Jailed US student reaches home after being released from prison

American student Otto Warmbier was sentenced to 15 years hard labour in North Korea for trying to steal a propaganda sign from a hotel. Warmbier has been in a coma since March 2016, according to his family.

The United States had accused the North of using Warmbier as a political pawn, condemning the sentence as far out of proportion to his alleged crime.
TRT World and Agencies

The United States had accused the North of using Warmbier as a political pawn, condemning the sentence as far out of proportion to his alleged crime.

An American student who fell into a coma while imprisoned in a North Korean labour camp returned to the United States late Tuesday after Pyongyang allowed him to be flown home, US media reported.

A military airplane carrying Otto Warmbier landed in his hometown of Cincinnati shortly before 10:20pm (0220 GMT Wednesday), CBS News reported.

The release of Warmbier, 18 months into a 15-year sentence, came as US President Donald Trump invited South Korea's new leader Moon Jae-in to Washington for talks on the escalating standoff over the North's nuclear program.

US Secretary of State Rex Tillerson said earlier in the day that his agency had "secured" the 22-year-old's release in talks with North Korea and is pushing for three more Americans to be freed. It was not immediately clear if he had made any concessions.

The news surfaced after the flamboyant retired NBA basketball star Dennis Rodman – a former contestant on Trump's "Celebrity Apprentice" reality show – flew to Pyongyang to resume his quixotic quest to broker detente between his US homeland and Kim Jong-un's authoritarian regime.

But State Department spokeswoman Heather Nauert said the visit "had nothing to do with the release."

Warmbier's parents Fred and Cindy announced his release in a statement to CNN on Tuesday.

"Sadly, he is in a coma and we have been told he has been in that condition since March of 2016," they said. "We learned of this only one week ago."

On arriving in Cincinnatti's Lunken Airport, Warmbier was transferred to a waiting ambulance that rushed him to the University of Cincinnati Medical Center for urgent treatment, Fox News reported.

Political pawn

Warmbier's parents were told their son was given a sleeping pill soon after his trial in March last year and never woke.

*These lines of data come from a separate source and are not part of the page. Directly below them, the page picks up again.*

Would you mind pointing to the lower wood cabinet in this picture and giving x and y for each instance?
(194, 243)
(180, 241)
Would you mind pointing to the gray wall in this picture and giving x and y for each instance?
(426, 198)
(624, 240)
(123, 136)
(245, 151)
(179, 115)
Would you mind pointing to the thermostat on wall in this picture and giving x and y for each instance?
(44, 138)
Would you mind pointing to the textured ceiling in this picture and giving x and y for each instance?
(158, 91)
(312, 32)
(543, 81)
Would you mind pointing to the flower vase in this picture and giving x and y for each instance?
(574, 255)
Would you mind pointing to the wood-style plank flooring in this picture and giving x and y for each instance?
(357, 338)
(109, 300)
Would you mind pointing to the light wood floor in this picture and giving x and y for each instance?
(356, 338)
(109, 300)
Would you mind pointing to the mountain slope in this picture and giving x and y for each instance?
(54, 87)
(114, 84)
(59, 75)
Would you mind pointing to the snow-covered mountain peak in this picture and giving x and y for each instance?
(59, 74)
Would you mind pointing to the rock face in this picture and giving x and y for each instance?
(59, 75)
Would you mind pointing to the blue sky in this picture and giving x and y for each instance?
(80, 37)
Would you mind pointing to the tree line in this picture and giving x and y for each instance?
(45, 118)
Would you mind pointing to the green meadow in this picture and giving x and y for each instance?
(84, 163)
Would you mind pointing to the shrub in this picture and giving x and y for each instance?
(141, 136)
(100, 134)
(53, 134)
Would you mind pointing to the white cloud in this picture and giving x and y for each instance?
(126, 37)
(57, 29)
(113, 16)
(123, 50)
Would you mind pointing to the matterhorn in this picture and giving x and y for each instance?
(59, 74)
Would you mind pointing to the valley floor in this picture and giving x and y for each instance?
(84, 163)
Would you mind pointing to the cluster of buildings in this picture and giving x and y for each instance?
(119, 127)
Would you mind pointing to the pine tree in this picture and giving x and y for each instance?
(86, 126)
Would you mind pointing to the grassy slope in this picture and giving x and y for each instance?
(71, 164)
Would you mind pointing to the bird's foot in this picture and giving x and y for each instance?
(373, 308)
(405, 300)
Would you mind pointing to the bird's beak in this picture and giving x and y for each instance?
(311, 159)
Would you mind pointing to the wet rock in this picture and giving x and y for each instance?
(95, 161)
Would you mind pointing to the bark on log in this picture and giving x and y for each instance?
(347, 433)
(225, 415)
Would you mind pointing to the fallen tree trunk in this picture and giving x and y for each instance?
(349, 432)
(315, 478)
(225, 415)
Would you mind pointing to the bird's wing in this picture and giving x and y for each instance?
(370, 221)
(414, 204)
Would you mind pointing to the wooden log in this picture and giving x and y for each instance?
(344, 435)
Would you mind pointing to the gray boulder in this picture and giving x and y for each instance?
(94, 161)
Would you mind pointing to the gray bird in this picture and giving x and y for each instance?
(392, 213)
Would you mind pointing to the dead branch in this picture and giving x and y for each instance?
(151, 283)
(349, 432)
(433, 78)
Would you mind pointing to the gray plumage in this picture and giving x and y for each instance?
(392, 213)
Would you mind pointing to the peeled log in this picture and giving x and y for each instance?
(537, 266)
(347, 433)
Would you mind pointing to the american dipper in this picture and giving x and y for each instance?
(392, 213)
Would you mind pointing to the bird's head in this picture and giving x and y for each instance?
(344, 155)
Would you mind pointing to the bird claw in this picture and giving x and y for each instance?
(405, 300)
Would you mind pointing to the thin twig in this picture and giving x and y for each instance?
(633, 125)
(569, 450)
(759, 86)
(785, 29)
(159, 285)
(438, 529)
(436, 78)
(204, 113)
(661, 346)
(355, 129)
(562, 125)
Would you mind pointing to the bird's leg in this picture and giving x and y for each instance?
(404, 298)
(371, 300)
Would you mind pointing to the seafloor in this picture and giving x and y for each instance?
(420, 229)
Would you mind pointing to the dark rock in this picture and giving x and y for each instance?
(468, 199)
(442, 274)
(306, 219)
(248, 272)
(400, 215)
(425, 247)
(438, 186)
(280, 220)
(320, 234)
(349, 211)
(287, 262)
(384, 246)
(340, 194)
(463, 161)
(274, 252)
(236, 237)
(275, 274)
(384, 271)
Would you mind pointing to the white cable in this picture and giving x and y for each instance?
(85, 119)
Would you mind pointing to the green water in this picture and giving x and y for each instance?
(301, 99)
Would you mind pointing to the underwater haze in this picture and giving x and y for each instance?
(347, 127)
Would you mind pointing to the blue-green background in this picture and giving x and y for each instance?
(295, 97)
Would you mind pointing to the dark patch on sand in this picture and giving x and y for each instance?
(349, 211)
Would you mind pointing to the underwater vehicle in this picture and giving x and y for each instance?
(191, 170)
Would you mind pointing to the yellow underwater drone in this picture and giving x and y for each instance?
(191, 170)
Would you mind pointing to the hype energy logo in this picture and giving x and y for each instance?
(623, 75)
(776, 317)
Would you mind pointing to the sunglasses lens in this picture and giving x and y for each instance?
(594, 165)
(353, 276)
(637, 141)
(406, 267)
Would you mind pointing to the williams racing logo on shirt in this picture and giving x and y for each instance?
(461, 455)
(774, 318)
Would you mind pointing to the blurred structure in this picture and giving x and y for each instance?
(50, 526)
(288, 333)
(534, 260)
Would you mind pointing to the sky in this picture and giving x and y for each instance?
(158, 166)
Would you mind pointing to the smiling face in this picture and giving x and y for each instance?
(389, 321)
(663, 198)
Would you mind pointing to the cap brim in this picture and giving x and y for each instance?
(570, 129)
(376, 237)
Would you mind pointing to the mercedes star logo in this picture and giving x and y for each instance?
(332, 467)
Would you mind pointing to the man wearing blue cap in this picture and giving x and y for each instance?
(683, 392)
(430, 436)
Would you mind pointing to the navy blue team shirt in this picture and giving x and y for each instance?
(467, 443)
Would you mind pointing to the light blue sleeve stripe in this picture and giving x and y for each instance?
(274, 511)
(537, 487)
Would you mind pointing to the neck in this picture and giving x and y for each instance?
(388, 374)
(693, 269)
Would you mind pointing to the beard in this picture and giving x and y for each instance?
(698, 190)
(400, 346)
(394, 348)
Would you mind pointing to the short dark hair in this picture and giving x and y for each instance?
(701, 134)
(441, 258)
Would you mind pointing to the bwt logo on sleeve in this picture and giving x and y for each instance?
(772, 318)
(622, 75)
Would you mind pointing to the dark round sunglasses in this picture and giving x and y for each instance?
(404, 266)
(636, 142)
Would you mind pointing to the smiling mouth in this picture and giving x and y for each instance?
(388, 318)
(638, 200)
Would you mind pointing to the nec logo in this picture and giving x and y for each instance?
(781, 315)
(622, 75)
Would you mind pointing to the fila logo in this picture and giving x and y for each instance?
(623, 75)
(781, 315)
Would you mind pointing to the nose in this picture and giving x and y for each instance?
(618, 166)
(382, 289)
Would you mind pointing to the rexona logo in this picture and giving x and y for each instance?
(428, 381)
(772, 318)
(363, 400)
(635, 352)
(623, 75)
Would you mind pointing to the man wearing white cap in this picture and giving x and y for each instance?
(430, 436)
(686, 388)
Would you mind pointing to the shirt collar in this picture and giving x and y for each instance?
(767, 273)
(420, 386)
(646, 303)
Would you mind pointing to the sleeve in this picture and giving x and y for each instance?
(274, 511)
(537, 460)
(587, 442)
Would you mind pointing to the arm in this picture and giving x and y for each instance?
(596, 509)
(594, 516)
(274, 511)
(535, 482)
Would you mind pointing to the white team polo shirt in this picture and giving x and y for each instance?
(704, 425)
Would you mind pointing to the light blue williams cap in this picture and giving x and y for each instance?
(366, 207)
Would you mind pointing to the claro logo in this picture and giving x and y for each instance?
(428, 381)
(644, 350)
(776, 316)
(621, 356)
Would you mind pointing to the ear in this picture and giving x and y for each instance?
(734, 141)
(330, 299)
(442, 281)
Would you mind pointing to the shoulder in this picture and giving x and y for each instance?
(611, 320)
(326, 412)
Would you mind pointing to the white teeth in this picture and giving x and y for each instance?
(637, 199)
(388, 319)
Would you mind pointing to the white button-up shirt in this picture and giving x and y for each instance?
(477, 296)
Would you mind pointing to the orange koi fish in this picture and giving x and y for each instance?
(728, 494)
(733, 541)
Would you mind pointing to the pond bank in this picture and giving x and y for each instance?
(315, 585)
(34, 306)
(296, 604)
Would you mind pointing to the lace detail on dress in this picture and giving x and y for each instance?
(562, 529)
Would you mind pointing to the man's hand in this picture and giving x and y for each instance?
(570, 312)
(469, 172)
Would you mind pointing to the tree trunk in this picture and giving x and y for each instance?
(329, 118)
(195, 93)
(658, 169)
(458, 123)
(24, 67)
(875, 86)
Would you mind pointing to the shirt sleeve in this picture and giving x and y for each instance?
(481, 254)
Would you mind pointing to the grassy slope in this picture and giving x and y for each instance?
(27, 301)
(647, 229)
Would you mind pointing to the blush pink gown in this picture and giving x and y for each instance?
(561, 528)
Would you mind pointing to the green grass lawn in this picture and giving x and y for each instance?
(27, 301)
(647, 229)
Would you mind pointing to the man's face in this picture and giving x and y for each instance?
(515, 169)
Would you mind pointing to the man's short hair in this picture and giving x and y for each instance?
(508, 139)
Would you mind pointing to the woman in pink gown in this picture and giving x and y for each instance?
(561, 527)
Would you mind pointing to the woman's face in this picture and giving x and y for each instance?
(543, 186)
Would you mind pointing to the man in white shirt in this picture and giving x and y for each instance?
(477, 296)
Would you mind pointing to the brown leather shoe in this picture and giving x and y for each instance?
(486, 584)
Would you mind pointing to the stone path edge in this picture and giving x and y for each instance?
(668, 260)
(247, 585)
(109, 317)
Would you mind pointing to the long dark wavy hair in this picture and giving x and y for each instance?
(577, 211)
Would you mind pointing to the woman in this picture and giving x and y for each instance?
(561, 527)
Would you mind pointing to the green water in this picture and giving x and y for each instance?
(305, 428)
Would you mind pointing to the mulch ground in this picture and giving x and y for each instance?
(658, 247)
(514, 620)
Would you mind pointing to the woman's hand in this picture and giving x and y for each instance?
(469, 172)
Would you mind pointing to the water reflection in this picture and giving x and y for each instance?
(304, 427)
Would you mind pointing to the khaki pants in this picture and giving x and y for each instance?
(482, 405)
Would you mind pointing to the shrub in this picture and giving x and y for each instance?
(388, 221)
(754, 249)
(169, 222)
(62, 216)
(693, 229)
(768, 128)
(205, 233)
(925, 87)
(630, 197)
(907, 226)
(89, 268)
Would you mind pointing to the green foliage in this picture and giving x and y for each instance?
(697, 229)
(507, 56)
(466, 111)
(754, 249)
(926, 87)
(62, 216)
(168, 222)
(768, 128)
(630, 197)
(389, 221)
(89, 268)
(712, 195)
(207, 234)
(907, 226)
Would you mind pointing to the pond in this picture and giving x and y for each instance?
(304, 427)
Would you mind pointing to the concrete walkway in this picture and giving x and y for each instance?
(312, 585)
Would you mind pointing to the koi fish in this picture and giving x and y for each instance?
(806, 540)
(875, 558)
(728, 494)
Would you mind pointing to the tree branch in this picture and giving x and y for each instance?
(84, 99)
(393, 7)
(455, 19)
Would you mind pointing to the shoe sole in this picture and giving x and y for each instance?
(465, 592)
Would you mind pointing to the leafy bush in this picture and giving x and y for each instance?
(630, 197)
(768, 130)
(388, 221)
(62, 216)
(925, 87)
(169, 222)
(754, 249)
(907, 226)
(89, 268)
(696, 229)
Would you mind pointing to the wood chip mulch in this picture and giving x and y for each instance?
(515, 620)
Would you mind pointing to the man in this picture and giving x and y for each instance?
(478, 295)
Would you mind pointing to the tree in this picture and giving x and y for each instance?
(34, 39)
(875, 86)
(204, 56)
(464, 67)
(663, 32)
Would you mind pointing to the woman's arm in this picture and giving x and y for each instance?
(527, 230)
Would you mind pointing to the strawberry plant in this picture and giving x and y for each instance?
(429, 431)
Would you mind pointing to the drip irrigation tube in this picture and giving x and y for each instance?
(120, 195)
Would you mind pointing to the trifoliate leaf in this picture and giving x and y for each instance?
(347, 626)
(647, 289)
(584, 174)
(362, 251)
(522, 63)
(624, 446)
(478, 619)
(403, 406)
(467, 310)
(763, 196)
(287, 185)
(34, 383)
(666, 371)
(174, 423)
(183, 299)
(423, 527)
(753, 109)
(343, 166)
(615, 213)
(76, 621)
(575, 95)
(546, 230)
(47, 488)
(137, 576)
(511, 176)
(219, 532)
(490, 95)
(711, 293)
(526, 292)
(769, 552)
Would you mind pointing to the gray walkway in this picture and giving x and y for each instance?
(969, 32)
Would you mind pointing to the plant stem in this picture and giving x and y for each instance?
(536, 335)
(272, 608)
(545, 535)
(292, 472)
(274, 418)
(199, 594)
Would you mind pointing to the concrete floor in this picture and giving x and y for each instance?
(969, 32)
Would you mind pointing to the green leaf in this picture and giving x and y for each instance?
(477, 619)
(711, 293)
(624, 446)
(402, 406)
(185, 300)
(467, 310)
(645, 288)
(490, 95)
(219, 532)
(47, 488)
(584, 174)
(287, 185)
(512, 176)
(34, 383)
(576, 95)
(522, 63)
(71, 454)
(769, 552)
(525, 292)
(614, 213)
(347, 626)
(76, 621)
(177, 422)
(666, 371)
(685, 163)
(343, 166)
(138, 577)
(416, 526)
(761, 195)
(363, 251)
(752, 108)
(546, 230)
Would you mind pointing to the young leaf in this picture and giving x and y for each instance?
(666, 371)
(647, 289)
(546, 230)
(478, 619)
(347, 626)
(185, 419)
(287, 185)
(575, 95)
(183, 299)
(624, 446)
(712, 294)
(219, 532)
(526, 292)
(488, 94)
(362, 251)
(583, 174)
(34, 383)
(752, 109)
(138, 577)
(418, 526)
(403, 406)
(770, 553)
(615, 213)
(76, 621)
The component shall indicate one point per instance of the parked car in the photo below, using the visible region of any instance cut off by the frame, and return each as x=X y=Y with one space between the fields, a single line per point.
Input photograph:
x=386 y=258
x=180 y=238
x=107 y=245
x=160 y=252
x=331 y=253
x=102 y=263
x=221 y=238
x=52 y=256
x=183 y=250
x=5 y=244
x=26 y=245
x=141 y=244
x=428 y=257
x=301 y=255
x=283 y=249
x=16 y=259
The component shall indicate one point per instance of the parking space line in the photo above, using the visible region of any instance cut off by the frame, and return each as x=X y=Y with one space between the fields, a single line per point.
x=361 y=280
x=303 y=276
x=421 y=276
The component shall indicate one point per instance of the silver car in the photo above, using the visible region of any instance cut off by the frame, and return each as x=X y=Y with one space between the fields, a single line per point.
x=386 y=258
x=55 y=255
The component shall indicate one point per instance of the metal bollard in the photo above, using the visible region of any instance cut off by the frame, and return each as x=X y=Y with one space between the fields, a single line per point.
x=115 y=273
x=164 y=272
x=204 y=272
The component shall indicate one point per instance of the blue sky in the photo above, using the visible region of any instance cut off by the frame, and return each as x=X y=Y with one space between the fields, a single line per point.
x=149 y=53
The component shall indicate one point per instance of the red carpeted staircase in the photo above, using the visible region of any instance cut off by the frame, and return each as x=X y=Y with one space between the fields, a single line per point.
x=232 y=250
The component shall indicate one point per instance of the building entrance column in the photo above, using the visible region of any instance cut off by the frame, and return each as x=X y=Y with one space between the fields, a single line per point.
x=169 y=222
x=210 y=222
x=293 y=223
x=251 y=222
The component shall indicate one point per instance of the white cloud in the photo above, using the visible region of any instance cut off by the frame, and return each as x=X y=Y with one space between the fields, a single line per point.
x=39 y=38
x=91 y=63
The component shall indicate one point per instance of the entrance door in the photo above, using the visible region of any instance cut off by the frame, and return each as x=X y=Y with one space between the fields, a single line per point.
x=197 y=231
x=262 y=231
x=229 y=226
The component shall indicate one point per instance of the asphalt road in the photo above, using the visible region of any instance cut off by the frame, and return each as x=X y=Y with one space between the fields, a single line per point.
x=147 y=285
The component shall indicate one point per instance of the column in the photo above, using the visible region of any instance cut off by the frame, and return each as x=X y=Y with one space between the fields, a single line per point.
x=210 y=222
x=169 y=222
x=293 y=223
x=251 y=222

"Otto has been in a coma for over a year now and urgently needs proper medical care in the United States," said Bill Richardson, who has previously served as a special envoy to North Korea and still works on prisoner issues.

"We received a call from Cindy and Fred Warmbier early today to update us on Otto's condition. In no uncertain terms, North Korea must explain the causes of his coma."

The United States had accused the North of using Warmbier as a political pawn, condemning the sentence as far out of proportion to his alleged crime.

The release came amid tension between Washington and Pyongyang following a series of missile tests by the North, focusing attention on an arms buildup that Pentagon chief Jim Mattis on Monday dubbed "a clear and present danger to all."

Worst mistake

Warmbier, a student at the University of Virginia, was arrested for removing a political banner from a wall at a North Korean hotel.

He was detained at the airport as he was leaving the country with a tour group in January 2016.

At a news conference before his trial, a sobbing Warmbier said he had made "the worst mistake of my life" and pleaded to be released.